A credit investor is a person or a business that seeks to grant loans to the public and private sector for profit. In many instances, a credit investor is willing to provide capital in low- to medium-risk loans, but he also does so by defining terms that would be favorable to him if the venture failed. There is a standard formula that a credit investor uses to determine the creditworthiness of consumers and businesses, and different types of investors service the various industries. Banks and financial institutions are credit investors by definition, and the term also applies to credit card companies, private investors, and other alternative sources of lending.
The primary goal of any credit investor is to make a profit through lending. By granting a means of financing to an individual or a business, a credit investor assumes the risk that the debt will be repaid at regular intervals that are determined before the loan is granted. Since most of the inherent risk is placed on the credit investor, many types of loans are made with some sort of collateral involved. If the borrower were to fail to repay the loan as agreed, the investor would have legal recourse to take possession of the collateral.
Most credit investors have a predefined formula for determining when to grant a line of credit. Once the applicant's credit history is reviewed and deemed satisfactory, the investor would study the loan request itself to determine the chances of being repaid in full. In a separate process, the collateral would be evaluated to determine what the actual worth of the item is, and that would factor into the equation as well. After each of the steps are completed, if the lender felt that the loan was a good investment, he would determine an interest rate that would apply to the repayment schedule.

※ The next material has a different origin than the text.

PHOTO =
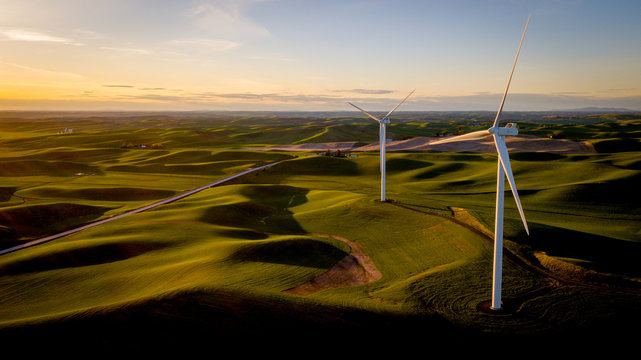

There are many different types of credit investors as well. Some of them deal solely with secured loans that have very little risk involved, while others intentionally seek out consumers who have shown a pattern of struggling to repay loans. For those that deal with high-risk clientele, the credit investor often profits heavily from fees and other penalties at the start of the loan. Each type of lender would generate initial terms that would ensure that he could ultimately benefit from the transaction, even when the consumer or business cannot complete the repayment schedule as agreed.